Parkland shooting survivor David Hogg called the effort "ridiculous."
A bill filed Monday aims to repeal gun control measures that were passed in response to the school shooting that killed 17 people in Parkland, Florida.
State Rep. Mike Hill, a Republican elected in November, filed the bill that would essentially repeal a number of measures passed into law in March 2018 as a part of the Marjory Stoneman Douglas Public Safety Act signed into law in March.
The new bill, HB 175, which would remove a mandatory waiting period to purchase firearms other than handguns and a provision which raised the age to purchase a rifle from 18 to 21.
It also would seek to repeal provisions that would allow law enforcement to seize firearms from people who may pose a danger to themselves or others, a measure sometimes referred to as a "red flag law."
Hill told NBC News in a statement that he filed the bill to repeal the regulations in the Marjory Stoneman Douglas Public Safety Act because he took a "solemn oath to support, protect and defend the US Constitution."
"The referenced Act violates the Second Amendment to the US Constitution," Hill said in a statement. "Therefore, I am obligated and duty bound by my oath to file legislation to repeal those measures in the Act that infringe upon the Second Amendment to the US Constitution."

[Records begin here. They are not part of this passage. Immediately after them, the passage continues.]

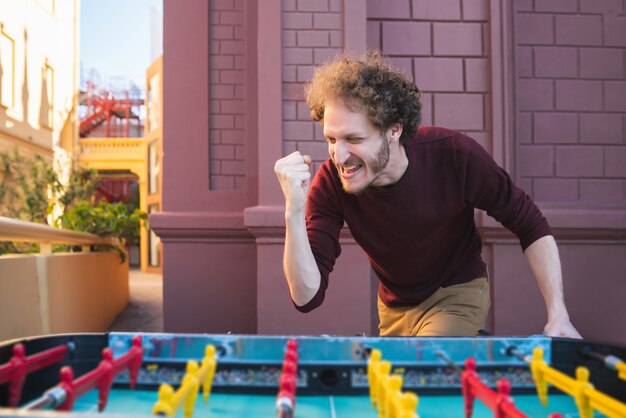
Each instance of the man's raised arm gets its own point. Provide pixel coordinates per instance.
(303, 276)
(543, 259)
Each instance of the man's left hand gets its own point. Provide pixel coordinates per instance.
(562, 328)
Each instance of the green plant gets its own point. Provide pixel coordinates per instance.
(30, 189)
(106, 220)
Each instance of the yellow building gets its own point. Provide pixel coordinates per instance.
(39, 101)
(38, 76)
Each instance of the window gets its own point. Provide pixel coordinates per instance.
(46, 114)
(153, 167)
(7, 70)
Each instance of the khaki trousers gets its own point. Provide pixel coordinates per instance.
(458, 310)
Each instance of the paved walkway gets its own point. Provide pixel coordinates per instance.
(144, 312)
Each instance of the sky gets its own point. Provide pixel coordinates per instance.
(115, 38)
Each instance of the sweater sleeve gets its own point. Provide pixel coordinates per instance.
(489, 187)
(324, 220)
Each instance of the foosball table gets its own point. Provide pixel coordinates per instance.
(303, 376)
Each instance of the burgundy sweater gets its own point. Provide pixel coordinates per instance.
(420, 234)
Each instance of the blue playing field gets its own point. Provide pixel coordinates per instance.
(140, 402)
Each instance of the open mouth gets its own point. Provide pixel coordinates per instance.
(349, 170)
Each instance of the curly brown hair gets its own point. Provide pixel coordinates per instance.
(371, 83)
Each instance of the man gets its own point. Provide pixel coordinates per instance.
(407, 194)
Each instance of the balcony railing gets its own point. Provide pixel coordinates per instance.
(22, 231)
(56, 293)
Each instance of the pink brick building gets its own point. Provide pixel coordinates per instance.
(540, 84)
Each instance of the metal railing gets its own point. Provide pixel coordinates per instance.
(24, 231)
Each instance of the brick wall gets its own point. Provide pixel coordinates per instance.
(227, 84)
(571, 99)
(443, 46)
(311, 34)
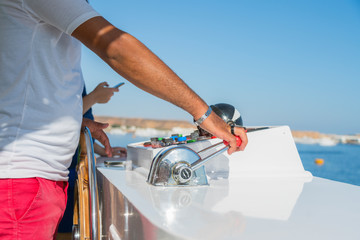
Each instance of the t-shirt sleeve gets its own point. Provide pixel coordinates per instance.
(66, 15)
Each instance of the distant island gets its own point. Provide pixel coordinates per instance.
(156, 127)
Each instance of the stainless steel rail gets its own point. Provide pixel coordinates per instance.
(93, 191)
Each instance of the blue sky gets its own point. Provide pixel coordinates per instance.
(293, 63)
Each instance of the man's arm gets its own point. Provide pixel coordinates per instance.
(135, 62)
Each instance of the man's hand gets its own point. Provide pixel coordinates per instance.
(216, 126)
(102, 93)
(97, 132)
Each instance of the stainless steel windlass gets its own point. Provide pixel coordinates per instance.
(180, 166)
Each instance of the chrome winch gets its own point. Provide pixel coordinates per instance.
(182, 166)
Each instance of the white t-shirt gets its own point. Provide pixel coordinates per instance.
(40, 86)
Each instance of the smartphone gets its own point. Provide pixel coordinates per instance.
(118, 85)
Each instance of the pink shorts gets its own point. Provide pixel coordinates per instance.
(31, 208)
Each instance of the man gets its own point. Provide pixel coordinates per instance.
(41, 105)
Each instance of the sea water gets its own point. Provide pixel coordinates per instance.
(341, 162)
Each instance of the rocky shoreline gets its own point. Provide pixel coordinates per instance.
(155, 127)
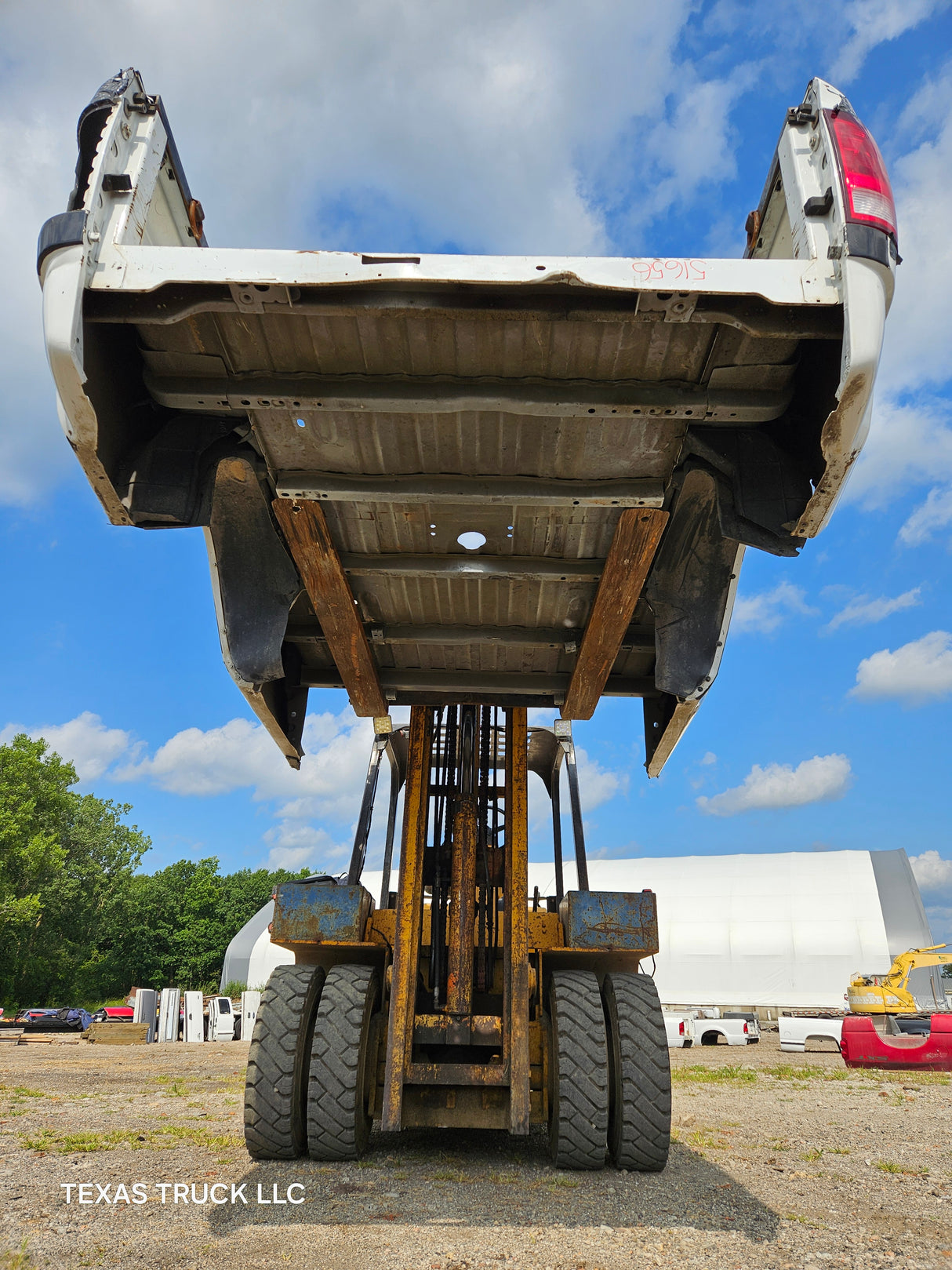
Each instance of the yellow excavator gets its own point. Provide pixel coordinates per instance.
(888, 993)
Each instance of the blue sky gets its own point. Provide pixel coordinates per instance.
(492, 127)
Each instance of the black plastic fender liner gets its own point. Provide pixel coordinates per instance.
(65, 229)
(689, 586)
(254, 577)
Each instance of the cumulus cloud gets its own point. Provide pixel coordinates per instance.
(933, 874)
(767, 611)
(875, 22)
(815, 780)
(84, 741)
(915, 673)
(297, 846)
(865, 611)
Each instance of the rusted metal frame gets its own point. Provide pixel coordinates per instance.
(306, 533)
(395, 783)
(546, 568)
(515, 978)
(381, 743)
(439, 489)
(409, 919)
(636, 539)
(457, 1073)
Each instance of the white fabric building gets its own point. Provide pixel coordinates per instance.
(752, 930)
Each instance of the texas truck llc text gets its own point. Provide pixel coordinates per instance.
(180, 1193)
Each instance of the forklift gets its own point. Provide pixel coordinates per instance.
(472, 486)
(460, 1003)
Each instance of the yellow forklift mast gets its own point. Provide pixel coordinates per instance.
(456, 1003)
(888, 993)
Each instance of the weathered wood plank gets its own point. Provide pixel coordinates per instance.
(307, 537)
(636, 537)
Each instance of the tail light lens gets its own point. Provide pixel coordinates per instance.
(867, 188)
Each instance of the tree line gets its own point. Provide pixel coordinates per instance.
(79, 923)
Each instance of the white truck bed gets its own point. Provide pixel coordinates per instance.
(617, 431)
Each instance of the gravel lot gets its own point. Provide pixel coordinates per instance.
(779, 1161)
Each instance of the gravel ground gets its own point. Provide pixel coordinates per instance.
(779, 1161)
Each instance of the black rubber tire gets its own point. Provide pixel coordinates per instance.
(578, 1104)
(640, 1123)
(276, 1083)
(338, 1124)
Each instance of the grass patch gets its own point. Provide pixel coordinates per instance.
(728, 1075)
(153, 1140)
(16, 1259)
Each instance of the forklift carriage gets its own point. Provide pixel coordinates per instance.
(470, 486)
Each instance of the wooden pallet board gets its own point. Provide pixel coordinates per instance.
(117, 1034)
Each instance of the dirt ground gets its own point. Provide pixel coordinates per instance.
(779, 1161)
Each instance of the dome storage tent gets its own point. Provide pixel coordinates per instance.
(785, 930)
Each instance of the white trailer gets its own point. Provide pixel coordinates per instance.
(250, 1001)
(383, 409)
(169, 1009)
(796, 1032)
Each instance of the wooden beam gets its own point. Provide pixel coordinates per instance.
(630, 556)
(319, 564)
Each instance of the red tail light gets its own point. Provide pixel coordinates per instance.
(868, 193)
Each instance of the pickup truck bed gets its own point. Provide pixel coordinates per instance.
(616, 431)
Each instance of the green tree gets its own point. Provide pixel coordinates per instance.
(35, 810)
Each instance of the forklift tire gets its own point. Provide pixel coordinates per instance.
(338, 1124)
(578, 1120)
(640, 1124)
(277, 1063)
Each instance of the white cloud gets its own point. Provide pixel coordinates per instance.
(933, 515)
(765, 613)
(915, 673)
(875, 22)
(84, 741)
(815, 780)
(935, 875)
(910, 439)
(863, 611)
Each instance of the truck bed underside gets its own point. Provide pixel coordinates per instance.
(616, 432)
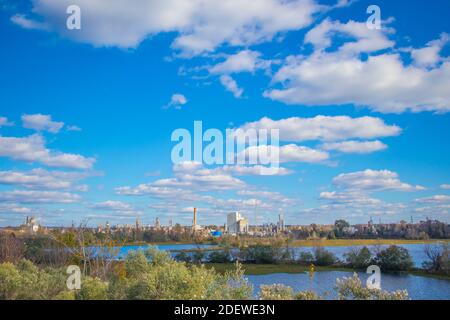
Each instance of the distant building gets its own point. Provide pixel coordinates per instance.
(280, 225)
(236, 224)
(195, 226)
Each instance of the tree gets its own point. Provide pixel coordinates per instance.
(11, 248)
(438, 259)
(352, 289)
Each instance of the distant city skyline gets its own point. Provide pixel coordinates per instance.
(87, 115)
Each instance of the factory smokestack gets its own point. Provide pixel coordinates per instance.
(194, 222)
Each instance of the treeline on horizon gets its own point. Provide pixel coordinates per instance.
(155, 275)
(34, 267)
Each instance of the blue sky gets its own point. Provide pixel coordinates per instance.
(86, 117)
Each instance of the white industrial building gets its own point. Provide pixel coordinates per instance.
(236, 223)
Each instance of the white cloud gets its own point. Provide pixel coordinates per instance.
(73, 128)
(355, 146)
(434, 199)
(188, 176)
(373, 180)
(32, 149)
(34, 196)
(287, 153)
(43, 179)
(326, 128)
(176, 101)
(5, 123)
(14, 208)
(255, 170)
(26, 23)
(41, 122)
(117, 206)
(353, 198)
(429, 56)
(382, 82)
(243, 61)
(200, 25)
(230, 85)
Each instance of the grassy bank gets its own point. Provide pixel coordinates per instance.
(307, 243)
(264, 269)
(360, 242)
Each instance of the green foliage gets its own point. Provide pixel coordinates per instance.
(322, 257)
(266, 254)
(25, 281)
(276, 292)
(438, 259)
(219, 256)
(352, 289)
(394, 258)
(359, 258)
(182, 256)
(198, 256)
(306, 257)
(93, 289)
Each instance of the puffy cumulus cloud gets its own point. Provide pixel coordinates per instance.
(26, 23)
(34, 196)
(429, 56)
(269, 195)
(368, 40)
(14, 208)
(176, 101)
(355, 146)
(200, 25)
(287, 153)
(355, 198)
(243, 61)
(231, 85)
(381, 80)
(188, 175)
(41, 122)
(256, 170)
(434, 199)
(373, 180)
(33, 149)
(116, 206)
(326, 128)
(5, 123)
(43, 179)
(358, 208)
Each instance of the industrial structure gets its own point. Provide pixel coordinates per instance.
(236, 224)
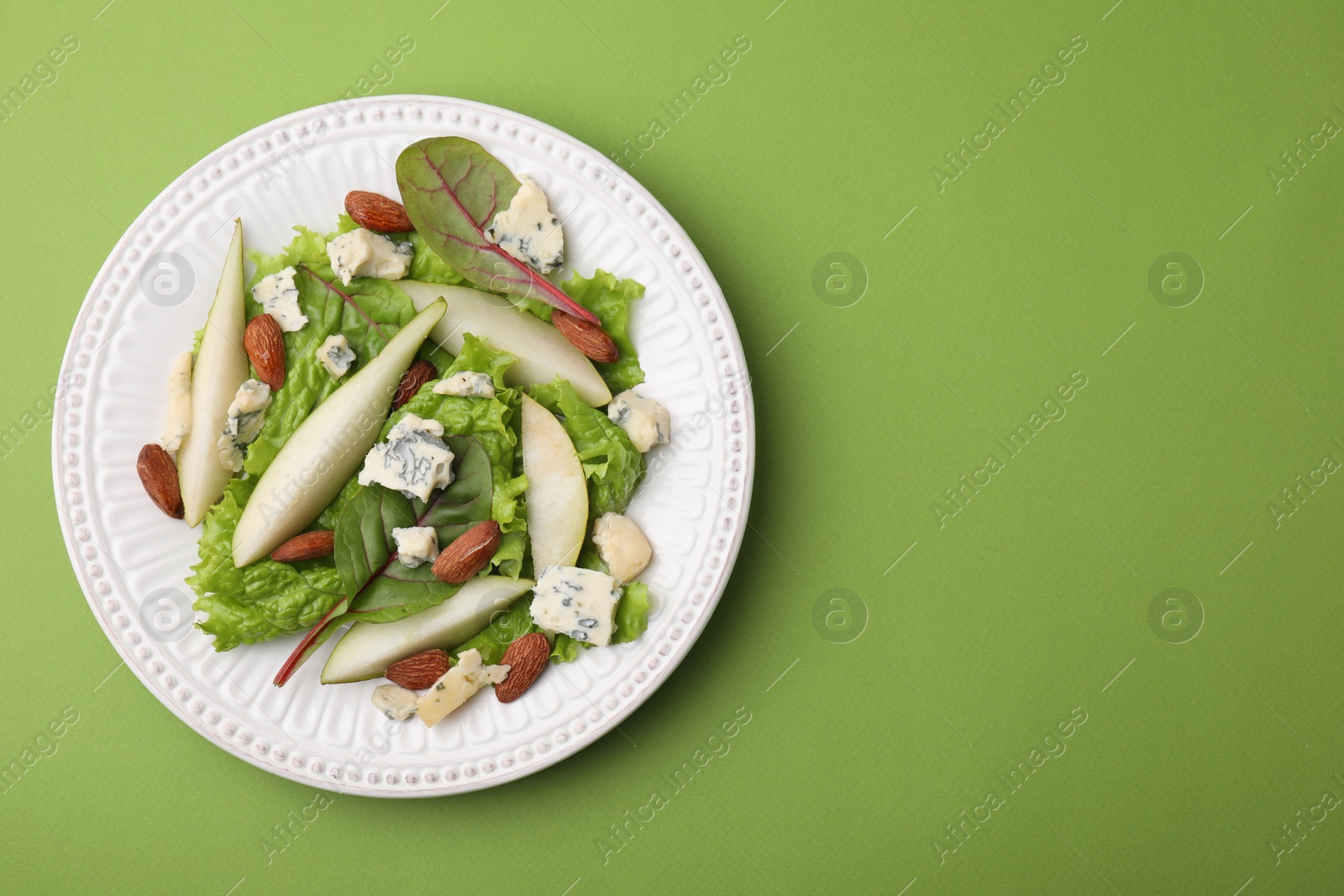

The National Rifle Association, the nation's largest pro-gun special interest group, filed a lawsuit against the state of Florida last year immediately after the post-Parkland laws were passed on similar grounds.
Parkland shooting survivor David Hogg spoke out against the new bill in a livestream on social media Tuesday evening, encouraging his followers to email Hill.
"It's f---ing ridiculous what he's doing," Hogg said. "For the thousands of kids that went up to Tallahassee and worked their asses off to get these laws passed, the least they can do is try not to reverse them their first year back in office."
Hogg also said that reversing the bill "is going to cost lives and the blood is on your hands."
A request for comment from Florida Gov. Ron DeSantis was not immediately returned.